Dia menggunakan tangan lainnya untuk menunjuk tato di dadanya: peta Venezuela yang berwarna-warni.
Menurut Lopez, daerah berpendapatan rendah seperti Petare dulunya adalah benteng Chavismo. Namun, bagi penduduk di sana saat ini, retorika sosialis tidak lagi terasa relevan.
“Maduro mungkin mengatakan imperialisme dan oposisi ‘fasis’ sayangnya belum dihentikan, tapi sebenarnya, orang-orang tidak tertarik lagi,” jelas Lopez.
Produk Domestik Bruto (PDB) negara itu telah menyusut sebesar 80 persen selama beberapa tahun terakhir, menurut Dana Moneter Internasional. Gaji dan pensiunan telah merosot karena inflasi yang tinggi, devaluasi mata uang, dan dolarisasi informal, sebuah proses yang terjadi ketika orang beralih ke dolar AS sebagai mata uang alternatif.
Diperkirakan 7,7 juta orang – seperempat dari populasi – telah meninggalkan negara tersebut karena gaji rendah, kurangnya kesempatan, layanan kesehatan yang buruk, dan, dalam beberapa kasus, penganiayaan.
Protes berkumpul di Caracas tengah untuk menentang penanganan pemerintah terhadap pemilihan [Catherine Ellis / Al Jazeera]
Lebih lanjut, kelompok-kelompok hak asasi manusia seperti Amnesty International telah lama mengkritik pemerintahan Maduro karena menggunakan penangkapan sewenang-wenang, penghilangan paksa, dan bahkan pembunuhan tanpa pengadilan untuk membungkam perlawanan yang dirasakan.
“Saya tidak bisa mendukung melihat darah di negara saya – sebuah negara yang memiliki begitu banyak tawaran,” kata Camacho, beberapa hari setelah pertama kali mendengar dentuman wajan pada hari Senin di Petare.

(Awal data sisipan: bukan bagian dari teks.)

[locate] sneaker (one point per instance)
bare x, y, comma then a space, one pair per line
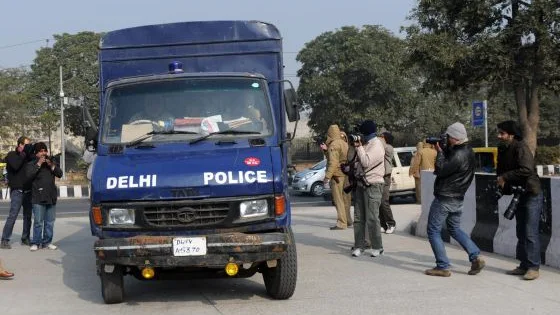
531, 274
376, 252
518, 271
5, 245
476, 266
357, 252
438, 272
51, 246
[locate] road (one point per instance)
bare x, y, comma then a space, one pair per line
329, 280
73, 207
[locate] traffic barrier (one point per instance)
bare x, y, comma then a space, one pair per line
75, 191
483, 217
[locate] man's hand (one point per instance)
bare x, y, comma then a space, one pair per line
41, 160
501, 182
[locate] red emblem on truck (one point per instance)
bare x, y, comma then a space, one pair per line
252, 161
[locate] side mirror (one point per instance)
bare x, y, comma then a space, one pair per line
91, 139
290, 101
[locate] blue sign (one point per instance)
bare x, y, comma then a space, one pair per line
478, 114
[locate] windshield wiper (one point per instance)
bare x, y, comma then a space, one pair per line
225, 132
151, 133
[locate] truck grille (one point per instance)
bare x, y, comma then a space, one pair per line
187, 216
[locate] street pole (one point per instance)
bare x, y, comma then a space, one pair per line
62, 157
485, 105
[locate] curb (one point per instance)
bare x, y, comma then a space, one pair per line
74, 191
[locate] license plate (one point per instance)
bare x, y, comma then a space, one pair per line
189, 246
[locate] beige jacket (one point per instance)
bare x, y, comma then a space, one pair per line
372, 158
425, 159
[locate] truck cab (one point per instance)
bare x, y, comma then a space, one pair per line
190, 177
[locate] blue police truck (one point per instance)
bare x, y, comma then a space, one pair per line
190, 178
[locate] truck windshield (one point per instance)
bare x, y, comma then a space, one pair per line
193, 106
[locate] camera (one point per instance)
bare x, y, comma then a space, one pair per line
442, 140
512, 207
352, 138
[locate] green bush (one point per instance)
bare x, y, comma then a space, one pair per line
547, 155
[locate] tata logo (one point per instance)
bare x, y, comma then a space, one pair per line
252, 161
186, 216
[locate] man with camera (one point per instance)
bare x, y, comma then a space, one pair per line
42, 171
517, 174
369, 174
336, 152
20, 192
454, 170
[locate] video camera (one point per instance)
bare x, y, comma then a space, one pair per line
512, 207
353, 138
441, 140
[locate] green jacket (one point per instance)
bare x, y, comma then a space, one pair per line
337, 150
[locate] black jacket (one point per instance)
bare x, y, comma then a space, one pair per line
516, 165
43, 190
454, 171
15, 163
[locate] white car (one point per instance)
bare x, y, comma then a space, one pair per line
401, 183
310, 180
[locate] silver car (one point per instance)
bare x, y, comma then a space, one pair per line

Ibu dua anak ini pernah beremigrasi sekali sebelumnya, dan sekarang ia khawatir ia mungkin harus pergi lagi. “Jika pemerintah ini tidak jatuh, saya akan pergi. Saya harus. Saya tidak bisa melanjutkan di sini – mereka akan mengurungkan saya.”

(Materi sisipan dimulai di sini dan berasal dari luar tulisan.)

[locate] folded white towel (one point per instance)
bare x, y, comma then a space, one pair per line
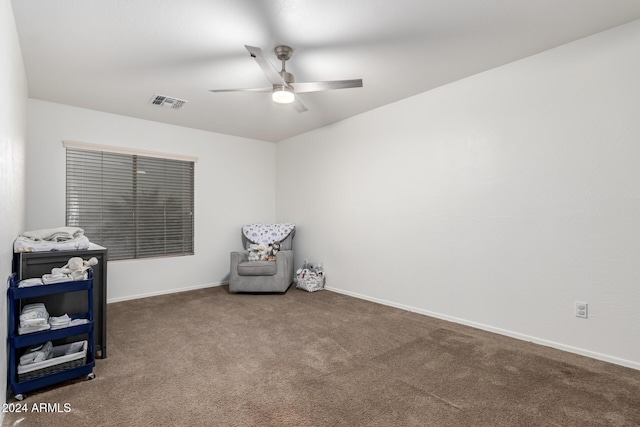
74, 322
31, 329
48, 279
37, 354
59, 234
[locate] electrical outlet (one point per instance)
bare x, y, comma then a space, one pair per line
582, 309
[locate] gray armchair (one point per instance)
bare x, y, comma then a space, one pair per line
262, 276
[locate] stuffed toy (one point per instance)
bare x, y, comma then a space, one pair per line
259, 252
76, 268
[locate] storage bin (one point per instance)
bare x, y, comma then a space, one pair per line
65, 357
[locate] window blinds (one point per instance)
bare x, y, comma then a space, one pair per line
136, 206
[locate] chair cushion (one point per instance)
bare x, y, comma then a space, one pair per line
257, 268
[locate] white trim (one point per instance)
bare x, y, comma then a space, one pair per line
523, 337
124, 150
165, 292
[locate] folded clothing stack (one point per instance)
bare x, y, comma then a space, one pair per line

Paling tidak 19 orang tewas sejauh ini dalam bentrokan antara pasukan keamanan dan pendukung oposisi, menurut organisasi non-pemerintah Victim Monitor. Setidaknya enam orang dibunuh oleh colectivos, kelompok pria bersenjata yang terkait dengan pemerintah, berkuda motor dan membawa senjata.
Victim Monitor melaporkan bahwa lebih dari 1.000 orang juga telah ditahan, ditolak akses bantuan hukum, dan tidak dapat bertemu keluarga mereka.

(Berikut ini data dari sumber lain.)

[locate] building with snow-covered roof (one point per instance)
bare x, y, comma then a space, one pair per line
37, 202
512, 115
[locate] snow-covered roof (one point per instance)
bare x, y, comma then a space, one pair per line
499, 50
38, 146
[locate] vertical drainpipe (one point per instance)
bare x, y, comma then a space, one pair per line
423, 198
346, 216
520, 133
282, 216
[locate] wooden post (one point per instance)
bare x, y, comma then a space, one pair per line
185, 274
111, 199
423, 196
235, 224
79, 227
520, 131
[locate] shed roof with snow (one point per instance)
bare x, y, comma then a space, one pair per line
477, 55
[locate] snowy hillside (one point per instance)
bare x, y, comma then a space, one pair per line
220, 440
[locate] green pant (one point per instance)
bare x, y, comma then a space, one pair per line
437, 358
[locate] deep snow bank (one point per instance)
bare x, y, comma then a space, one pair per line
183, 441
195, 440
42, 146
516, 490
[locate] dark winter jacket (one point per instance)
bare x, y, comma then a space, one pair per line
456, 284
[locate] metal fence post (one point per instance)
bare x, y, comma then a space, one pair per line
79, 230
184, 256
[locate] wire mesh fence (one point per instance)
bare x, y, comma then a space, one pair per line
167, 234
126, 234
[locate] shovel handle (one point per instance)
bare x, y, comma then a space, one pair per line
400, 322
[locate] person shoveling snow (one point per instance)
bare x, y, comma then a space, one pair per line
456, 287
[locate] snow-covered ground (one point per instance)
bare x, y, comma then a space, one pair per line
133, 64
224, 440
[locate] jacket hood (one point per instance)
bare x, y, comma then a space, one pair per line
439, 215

Mahasiswa Marta Diaz, yang menggunakan nama samaran karena alasan keamanan, sudah pernah menghadiri beberapa demonstrasi di kota pegunungan Merida ketika ia bergabung dalam protes untuk menuntut pembebasan 17 orang muda yang ditahan setelah pemilihan. Salah satunya adalah sepupunya.
“Saya merasa sangat buruk. Saya bahkan merasakan semacam serangan panik,” kata Diaz. “Saya merasa putus asa. Sulit untuk tetap berharap dalam situasi yang begitu gelap.”
Meski takut akan represi, dia tidak ingin menyerah dalam perjuangan untuk mendapatkan pembebasan sepupunya – dan mendorong untuk hasil pemilihan yang transparan. “Saya akan pergi ke lebih banyak protes. Saya takut, tentu, tapi saya akan pergi ke sebanyak yang diperlukan.”
Dalam pidato televisi di TV negara pada Kamis, Maduro mengumumkan pembangunan dua penjara berkeamanan tinggi untuk tahanan terkait protes. Dia mengatakan ini akan menjadi “kamp reedukasi,” di mana narapidana akan diwajibkan untuk melakukan kerja paksa.
Namun, Fermin, dengan bangga memakai topi bendera Venezuela, mengatakan kepada Al Jazeera dia menolak kehilangan optimisme bahwa oposisi dapat menang.
“Hari saya berhenti berjuang, saya akan jatuh,” kata dia, dengan hati-hati berharap bahwa segera Venezuela akan melihat pemerintahan yang baru dan masa depan yang lebih cerah.